« J’ai toujours été inquiète, pour les gens que j’aime, pour l’état du monde. » Sur une plage de la Croisette, nous sommes abritées de l’orage par une grande toile blanche qui bat au-dessus de nos têtes et nous entoure d’une lumière pâle. La voix de Debra Granik est chaude et posée. Elle sourit, son regard est attentif et bienveillant, elle a l’air un peu hippie avec ses cheveux longs et ses pendentifs en pierres minérales. « J’ai grandi au pic de la menace nucléaire et des missiles Uran. Le pays sortait de la guerre du Viêt Nam, il y avait beaucoup de souffrance, en Asie du Sud-Est et aussi aux États-Unis. J’ai baigné dans cette angoisse diffuse pendant une grande partie de ma scolarité. »

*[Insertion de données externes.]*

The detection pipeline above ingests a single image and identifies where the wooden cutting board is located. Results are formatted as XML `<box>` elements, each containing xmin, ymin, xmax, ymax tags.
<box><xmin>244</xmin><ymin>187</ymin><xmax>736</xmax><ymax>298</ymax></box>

Installée à New York mais originaire du Massachusetts, la cinéaste partage cette inquiétude latente avec les personnages de ses films, des jeunes femmes taiseuses, endurcies par la vie au grand air et les soucis : Irene dans Down to the Bone, son premier long métrage en 2004 (inédit en France), une jeune caissière, mère de famille, qui lutte contre la précarité et son addiction à la cocaïne ; Ree dans Winter’s Bone, en 2011, une adolescente qui s’occupe seule de ses frères et sœurs au cœur d’une forêt du Missouri, entre une mère catatonique et un père fabricant de meth qui a disparu ; Tom dans Leave No Trace, qui sort ce mois-ci, une jeune fille de 13 ans qui vit loin de la civilisation dans un parc national de l’Oregon avec son père, cabossé par ses souvenirs de guerre et le deuil de sa femme. « Ils essaient de survivre. Le père veut rester en marge de la société, et pour cela il doit s’opposer aux règles : pour que ses valeurs survivent, il doit rejeter les leurs. » Ces personnages mal adaptés qui avancent hors des sentiers battus, Debra Granik les immerge dans une nature sauvage qui résonne parfaitement avec l’aspect artisanal, organique de son cinéma. « J’aime filmer la matière, la fumée, la terre, la pluie, les textures du bois. Pour ce film, on a fait appel à une experte de la survie, qui a déjà passé quarante-cinq jours seule dans les bois avec seulement deux outils. Tout ce que les acteurs accomplissent – allumer un feu avec des matériaux mouillés, se déplacer sans laisser d’empreintes, écouter les oiseaux pour savoir ce qui se passe dans la forêt –, c’est elle qui le leur a transmis. »
CHEMINS DE TRAVERSE
Trois films de fiction en presque quinze ans, et un documentaire en 2014, Stray Dog (« chien errant », surnom de son héros), qui n’est pas sorti en France, sur un vétéran du Viêt Nam barbu et tatoué qui gère un campement pour caravanes au sud du Missouri, Debra Granik tourne peu. C’est d’abord parce qu’elle prend son temps : chaque film est précédé d’une longue phase de repérages pendant laquelle, avec sa productrice, elle sillonne les grands espaces américains pour de véritables enquêtes sociologiques et documentaires. Elle aime s’y perdre, y glaner des témoignages, des rencontres. Mais si elle tourne peu, c’est aussi parce qu’elle peine à trouver des financements, malgré son approche modeste (« Je ne voudrais pas être dans la position où je dépense pour un film l’équivalent du budget annuel d’un programme éducatif, il faut être cohérent avec ce dont vous essayez de parler. ») et l’engouement suscité par Winter’s Bone et ses quatre nominations aux Oscars. « Les gens ne veulent pas prendre de risques. Mes projets ne sont pas très vendeurs. Les histoires que je raconte ne sont pas spectaculaires, et j’essaie de ne pas utiliser des acteurs et actrices connus, parce que ça ne fonctionne pas pour faire le récit de gens ordinaires. Et en tant que personne de sexe féminin, je suis très attentive au fait de ne pas objectiver, sexualiser, les femmes à l’écran. » Ce cinéma de la marge, façonné si soigneusement loin des productions mainstream et qui tente avec ses héros de survivre à la brutalité du monde, est pourtant précieux.